One year shy of pronouncing the state of Borno, Nigeria polio-free, two new cases of the disease have surfaced. The grip of Boko Haram on the region is thought to be the largest contributing factor to the reemergence of the disease by rendering the area inaccessible to vaccinators and other health professionals.
According to Nigeria's health minister, Isaac Adewole, their plan of attack is clear, "Our overriding priority right now is to rapidly boost immunity in the affected areas to ensure that no more children are affected by this terrible disease."
Before this latest development, the previous cases on the African continent were discovered in July and August of 2014 in Nigeria and Somalia - a region once the source of half of all polio cases. This is a major setback for the effort to stop the transmission of the virus by the end of 2016.
It takes three years for the World Health Organization (WHO) to declare a region polio-free, and at over two-thirds of the way though, Nigeria now needs to start from the beginning. The disease was able to hide for so long because only 1 in 200 infections leads to paralysis, enabling many to carry the virus symptom-free.
"This is what keeps people in polio eradication up at night," said Dr. Stephen Cochi, Senior Advisor to the Director of the Centers for Disease Control and Prevention's (CDC) Global Immunization Division (GID). "The worry that polio virus could be lurking in the insecure parts of Borno and Somalia."
Security concerns alone are not the only factor responsible for the outbreak.
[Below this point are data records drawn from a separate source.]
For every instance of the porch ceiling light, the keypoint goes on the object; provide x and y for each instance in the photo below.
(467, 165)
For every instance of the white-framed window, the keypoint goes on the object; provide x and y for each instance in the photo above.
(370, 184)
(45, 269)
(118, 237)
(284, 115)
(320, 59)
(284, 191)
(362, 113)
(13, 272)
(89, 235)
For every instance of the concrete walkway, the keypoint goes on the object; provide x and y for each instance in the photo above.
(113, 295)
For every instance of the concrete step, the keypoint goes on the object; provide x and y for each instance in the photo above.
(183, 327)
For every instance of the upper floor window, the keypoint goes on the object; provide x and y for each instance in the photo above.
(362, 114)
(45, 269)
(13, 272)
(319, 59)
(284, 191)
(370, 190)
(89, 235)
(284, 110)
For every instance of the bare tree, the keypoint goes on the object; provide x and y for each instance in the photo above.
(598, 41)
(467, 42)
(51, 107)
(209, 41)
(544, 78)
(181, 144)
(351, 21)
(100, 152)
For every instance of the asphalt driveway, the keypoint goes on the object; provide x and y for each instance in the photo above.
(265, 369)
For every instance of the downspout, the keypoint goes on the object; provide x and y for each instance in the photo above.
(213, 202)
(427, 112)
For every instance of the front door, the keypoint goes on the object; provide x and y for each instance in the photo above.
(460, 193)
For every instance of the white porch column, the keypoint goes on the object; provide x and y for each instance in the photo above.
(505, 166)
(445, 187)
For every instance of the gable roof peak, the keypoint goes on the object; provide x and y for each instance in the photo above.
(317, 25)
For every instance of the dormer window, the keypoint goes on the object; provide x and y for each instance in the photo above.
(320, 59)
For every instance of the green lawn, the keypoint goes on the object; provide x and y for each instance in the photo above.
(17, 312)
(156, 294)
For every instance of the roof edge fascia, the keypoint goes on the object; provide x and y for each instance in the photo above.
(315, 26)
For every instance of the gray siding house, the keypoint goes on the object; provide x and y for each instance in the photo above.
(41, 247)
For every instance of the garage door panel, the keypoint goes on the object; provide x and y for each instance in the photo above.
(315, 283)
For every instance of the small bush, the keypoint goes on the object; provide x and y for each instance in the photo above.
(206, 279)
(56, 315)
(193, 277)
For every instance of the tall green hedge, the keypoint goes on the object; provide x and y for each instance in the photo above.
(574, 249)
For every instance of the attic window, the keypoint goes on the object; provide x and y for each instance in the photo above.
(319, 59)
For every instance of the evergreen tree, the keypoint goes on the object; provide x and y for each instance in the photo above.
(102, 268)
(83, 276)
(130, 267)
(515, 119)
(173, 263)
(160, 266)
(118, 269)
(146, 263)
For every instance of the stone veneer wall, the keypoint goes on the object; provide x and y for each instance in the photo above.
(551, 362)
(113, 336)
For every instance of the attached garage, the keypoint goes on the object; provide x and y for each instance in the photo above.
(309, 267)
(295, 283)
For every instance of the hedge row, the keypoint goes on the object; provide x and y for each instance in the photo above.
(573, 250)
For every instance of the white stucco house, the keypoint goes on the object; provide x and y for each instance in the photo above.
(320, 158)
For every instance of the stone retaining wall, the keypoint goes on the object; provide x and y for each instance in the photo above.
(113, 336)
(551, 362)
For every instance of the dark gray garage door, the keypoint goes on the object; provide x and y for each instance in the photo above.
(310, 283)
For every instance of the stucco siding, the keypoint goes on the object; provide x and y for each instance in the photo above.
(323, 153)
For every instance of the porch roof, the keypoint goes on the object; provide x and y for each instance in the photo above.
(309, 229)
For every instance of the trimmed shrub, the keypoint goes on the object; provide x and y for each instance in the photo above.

Additionally, a presidential task force, established to control Nigeria's polio outbreak, had not met in at least a year, and, therefore, budgeted funds have not yet been released.
The drive to eradicate the Polio is the largest public-private partnership and the largest internationally coordinated public health event in history. Governments and NGOs from across the globe contribute to the fight, including the WHO, Rotary International, the CDC, UNICEF, and the Bill and Melinda Gates Foundation.
Ultimately, these organizations help supply a 14-cent oral vaccine to over 20 million volunteers throughout the world who subsequently distribute to at-risk children. The WHO estimates that over the past 20 years, three billion children have received vaccinations.